El Juzgado de Primera Instancia nº2 de Cádiz ha reconocido las pretensiones de la cliente de BBVA ante sus gastos hipotecarios. Y así, ha declarado la nulidad de dos de las cláusulas de la hipoteca de la cliente. Fallo en el que también ha destacado que no es necesario que los dos prestatarios reclamen, ya que se trata de una acción solidaria.
La documentación hipotecaria no siempre es sencilla de comprender. Algo que lleva a muchos clientes bancarios a firmar el documento, sin realmente conocer el contenido del contrato que están firmando.
Una situación que, ahora, ha llevado a Claudia (nombre ficticio), representada por el abogado José Luis Ortiz, a presentar una demanda contra BBVA, la cual recaía sobre el juzgado bajo la magistratura de Sonia María García Cairon.
Juzgado ante el que la mujer solicitaba que se declarase la «nulidad, por tener el carácter de cláusulas abusivas y/o por falta de transparencia» de hasta cuatro cláusulas de la hipoteca firmada en abril de 2007.
En concreto, la cláusula de seguro a prima única o seguro de vida; la cláusula de interés de demora; la cláusula de comisión por posición deudora, y la cláusula de comisión de apertura.
Nulidad ante la que, del mismo modo, se solicitaba al juzgado que condenase a la entidad financiera a eliminar estas cláusulas del préstamo. Y, su vez, a la devolución de las cantidades indebidamente cobradas. Ello, más los intereses legales.
Anulados los gastos hipotecarios contra BBVA
Una demanda en la que el juzgado, además, pone de manifiesto, en contra de las alegaciones de la entidad bancaria, «que no es preciso ni el consentimiento del otro prestatario ni que intervenga ejercitando la acción» de cara a los gastos hipotecarios.
«Basta con que no conste la oposición», asegura ahora la sentencia, a la que ha tenido acceso Confilegal.
Así pues, al constar varios prestatarios en los gastos hipotecarios, se considera que las obligaciones hipotecarias son solidarias entre ambos contratantes. Y por tanto, que estas acciones son en beneficio de la comunidad.
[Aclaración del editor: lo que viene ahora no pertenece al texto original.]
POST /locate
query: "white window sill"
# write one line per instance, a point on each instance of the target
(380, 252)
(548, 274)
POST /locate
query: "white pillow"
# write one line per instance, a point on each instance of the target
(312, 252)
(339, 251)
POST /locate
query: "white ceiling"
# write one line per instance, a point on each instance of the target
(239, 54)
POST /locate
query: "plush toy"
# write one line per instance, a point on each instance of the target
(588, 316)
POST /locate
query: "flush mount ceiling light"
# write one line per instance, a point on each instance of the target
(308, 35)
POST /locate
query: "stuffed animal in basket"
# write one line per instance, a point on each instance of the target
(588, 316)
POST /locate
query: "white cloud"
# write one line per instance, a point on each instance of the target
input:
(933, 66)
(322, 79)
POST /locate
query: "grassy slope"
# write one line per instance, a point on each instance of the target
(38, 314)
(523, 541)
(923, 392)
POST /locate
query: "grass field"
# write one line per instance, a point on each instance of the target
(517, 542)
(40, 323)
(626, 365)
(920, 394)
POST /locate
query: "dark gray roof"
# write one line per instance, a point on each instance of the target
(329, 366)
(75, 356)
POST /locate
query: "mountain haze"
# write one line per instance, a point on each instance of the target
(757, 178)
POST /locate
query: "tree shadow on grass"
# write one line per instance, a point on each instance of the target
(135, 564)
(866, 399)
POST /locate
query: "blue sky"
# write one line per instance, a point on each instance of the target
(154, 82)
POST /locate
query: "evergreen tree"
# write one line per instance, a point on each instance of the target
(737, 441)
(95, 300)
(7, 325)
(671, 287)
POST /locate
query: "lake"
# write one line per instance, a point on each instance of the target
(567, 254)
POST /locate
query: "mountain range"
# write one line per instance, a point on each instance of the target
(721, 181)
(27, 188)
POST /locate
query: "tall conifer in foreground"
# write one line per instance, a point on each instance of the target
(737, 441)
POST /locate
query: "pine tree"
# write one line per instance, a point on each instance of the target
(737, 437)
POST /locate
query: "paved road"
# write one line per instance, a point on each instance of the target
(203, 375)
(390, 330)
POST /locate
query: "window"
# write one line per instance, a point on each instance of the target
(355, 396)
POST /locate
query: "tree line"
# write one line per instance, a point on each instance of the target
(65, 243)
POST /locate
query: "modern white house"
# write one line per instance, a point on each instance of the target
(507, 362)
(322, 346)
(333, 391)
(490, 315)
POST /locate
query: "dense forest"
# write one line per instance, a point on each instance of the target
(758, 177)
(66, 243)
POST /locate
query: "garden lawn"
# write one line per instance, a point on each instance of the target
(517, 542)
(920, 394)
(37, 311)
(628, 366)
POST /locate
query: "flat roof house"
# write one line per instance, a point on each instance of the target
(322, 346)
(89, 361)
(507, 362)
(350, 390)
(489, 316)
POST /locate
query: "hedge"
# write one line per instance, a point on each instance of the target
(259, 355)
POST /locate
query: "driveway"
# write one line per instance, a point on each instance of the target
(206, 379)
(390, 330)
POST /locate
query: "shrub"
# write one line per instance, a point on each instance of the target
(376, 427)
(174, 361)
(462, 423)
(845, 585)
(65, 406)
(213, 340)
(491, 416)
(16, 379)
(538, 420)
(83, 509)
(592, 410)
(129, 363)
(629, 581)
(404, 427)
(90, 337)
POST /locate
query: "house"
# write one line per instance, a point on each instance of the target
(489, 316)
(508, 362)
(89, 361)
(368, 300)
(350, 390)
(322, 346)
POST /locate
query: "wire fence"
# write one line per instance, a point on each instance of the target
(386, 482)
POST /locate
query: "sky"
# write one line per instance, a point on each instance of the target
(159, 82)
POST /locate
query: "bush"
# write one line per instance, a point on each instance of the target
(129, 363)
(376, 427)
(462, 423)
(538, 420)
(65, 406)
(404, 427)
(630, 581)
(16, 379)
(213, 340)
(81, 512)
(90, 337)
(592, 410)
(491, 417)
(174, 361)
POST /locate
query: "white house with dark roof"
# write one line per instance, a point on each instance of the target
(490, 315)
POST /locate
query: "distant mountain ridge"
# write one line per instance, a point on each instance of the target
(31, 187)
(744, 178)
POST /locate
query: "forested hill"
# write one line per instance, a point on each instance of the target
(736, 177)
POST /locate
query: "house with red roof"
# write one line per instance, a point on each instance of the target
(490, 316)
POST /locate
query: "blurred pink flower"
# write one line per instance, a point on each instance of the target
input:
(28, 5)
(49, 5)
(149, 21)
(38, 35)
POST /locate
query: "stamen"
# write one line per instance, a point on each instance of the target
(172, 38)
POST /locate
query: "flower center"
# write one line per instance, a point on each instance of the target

Sentencia en la que, en cuanto a las cláusulas abusivas, se establece que «no se ha acreditado que el consumidor conociera la nulidad de la cláusula dentro de las relaciones contractuales con los prestamistas«. Tampoco que estas cláusulas podían tener un carácter abusivo.
Situación que lleva al juzgado a estimar parcialmente la demanda presentada. Y con ello, a anular por abusiva la cláusula de posiciones deudoras y la cláusula de interés de demora.
Algo ante lo que el juzgado estipula que estas cláusulas deben considerarse eliminadas del contrato. Y con ello, condena a BBVA abonar las cantidades cobradas por estas cláusulas nulas.